Seattle Man Prosecuted for “Tuba Man” Killing as a Juvenile, Gets Six Year Prison Term for Illegal Gun Possession
Federal Prosecution Aimed At Stopping Escalating Criminal Activity
A Seattle man, who was prosecuted as a juvenile in connection with the high profile beating death of a street musician, was sentenced today in U.S. District Court in Seattle to six years in prison and three years of supervised release for being a felon in possession of a firearm, announced U.S. Attorney Jenny A. Durkan. WILLIAM CHAMBERS, 20, also known as ‘Billy Chambers’, was arrested in October 2012, barely two weeks after he had been released from serving a 21 month prison sentence for attempted assault.
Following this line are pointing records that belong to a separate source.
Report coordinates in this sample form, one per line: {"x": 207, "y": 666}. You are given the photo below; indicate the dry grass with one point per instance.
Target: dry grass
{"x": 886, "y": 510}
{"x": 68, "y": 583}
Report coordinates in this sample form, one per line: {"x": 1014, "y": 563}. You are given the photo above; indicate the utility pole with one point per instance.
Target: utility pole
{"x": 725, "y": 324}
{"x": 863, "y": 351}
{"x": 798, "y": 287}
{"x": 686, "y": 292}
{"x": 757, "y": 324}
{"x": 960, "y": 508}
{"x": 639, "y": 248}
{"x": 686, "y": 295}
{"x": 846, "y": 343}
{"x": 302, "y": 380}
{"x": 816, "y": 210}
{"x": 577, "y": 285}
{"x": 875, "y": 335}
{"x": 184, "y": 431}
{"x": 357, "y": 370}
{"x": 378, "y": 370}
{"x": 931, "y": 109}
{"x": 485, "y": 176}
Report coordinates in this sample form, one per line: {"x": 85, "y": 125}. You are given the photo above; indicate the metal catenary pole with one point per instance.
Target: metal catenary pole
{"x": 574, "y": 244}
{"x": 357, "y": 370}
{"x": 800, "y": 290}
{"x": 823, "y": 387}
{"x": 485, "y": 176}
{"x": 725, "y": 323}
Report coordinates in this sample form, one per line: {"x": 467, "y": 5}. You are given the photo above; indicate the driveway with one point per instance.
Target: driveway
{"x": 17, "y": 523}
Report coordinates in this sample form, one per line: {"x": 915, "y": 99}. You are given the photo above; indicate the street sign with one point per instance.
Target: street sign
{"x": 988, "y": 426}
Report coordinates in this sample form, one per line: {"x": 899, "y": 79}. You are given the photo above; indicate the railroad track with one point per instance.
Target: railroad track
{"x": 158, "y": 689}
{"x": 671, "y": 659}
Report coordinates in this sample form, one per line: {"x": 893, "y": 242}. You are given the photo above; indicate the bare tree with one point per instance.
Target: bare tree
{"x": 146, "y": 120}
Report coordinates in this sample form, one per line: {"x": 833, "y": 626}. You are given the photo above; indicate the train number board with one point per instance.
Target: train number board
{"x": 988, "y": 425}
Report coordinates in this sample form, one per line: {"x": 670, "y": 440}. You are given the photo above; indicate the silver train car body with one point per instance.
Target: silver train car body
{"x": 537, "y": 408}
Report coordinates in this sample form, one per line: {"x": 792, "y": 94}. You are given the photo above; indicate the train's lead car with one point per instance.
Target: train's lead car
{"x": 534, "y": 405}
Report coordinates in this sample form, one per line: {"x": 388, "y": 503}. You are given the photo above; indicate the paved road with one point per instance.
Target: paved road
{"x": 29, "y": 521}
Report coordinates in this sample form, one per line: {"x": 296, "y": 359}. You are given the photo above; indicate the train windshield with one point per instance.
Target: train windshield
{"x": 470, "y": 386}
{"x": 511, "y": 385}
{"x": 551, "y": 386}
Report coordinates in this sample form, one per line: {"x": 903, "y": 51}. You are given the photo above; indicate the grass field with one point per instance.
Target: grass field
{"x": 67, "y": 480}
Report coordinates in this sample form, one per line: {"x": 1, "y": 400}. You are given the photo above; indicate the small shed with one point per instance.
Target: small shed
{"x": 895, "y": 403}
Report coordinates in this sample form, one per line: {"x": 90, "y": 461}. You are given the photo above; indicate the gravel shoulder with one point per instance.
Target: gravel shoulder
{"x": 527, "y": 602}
CHAMBERS was arrested following a car prowl in Burien, Washington, where he and his co-conspirators stole a Bushmaster assault rifle. CHAMBERS, who is prohibited from possessing firearms, had the gun in the trunk of his car when he was stopped. At sentencing U.S. District Judge Robert S. Lasnik urged CHAMBERS to use the prison time and the federal supervision to turn his life around and be an example for other young people. “This is your last best chance. Please take advantage of it,” the Judge said.
“We must work to end the street culture that thrives on guns. Too many lives have been harmed,” said U.S. Attorney Jenny A. Durkan. “Getting guns out of the hands of felons and other prohibited persons is a top priority for our office.”
According to records filed in the case, CHAMBERS pleaded guilty to being a felon in possession of a firearm on February 28, 2013. He is prohibited from possessing firearms because of previous convictions as a juvenile and an adult. CHAMBERS was convicted of manslaughter as a juvenile for the October 2008 death of Edward McMichael known as the “Tuba Man”. Chambers was sentenced to 15 to 36 weeks of incarceration. In 2010, CHAMBERS was sentenced to eight months in prison for robbing a man in downtown Seattle using a fake gun. In October 2011, CHAMBERS intentionally ran another driver off the road and pleaded guilty to attempted assault and hit and run. He was sentenced to 21 months in prison and was released just 15 days before he was arrested in this case for illegal firearms possession. CHAMBERS was taken into custody about 20 minutes after a neighbor reported seeing the men stealing an item from the trunk of a car in her neighbor’s driveway. CHAMBERS admitted to police that the house and car were targeted because he believed the residents had guns. The Bushmaster .223 caliber assault rifle that CHAMBERS possessed had an extended magazine containing 30 rounds and is a particularly deadly and dangerous weapon. The firearm had been reported stolen in a burglary in July 2010.
The case was investigated by the King County Sheriff’s Department and was prosecuted by Special Assistant United States Attorney Stephen Hobbs. Mr. Hobbs is a Senior Deputy King County Prosecutor specially designated to prosecute firearms cases in federal court.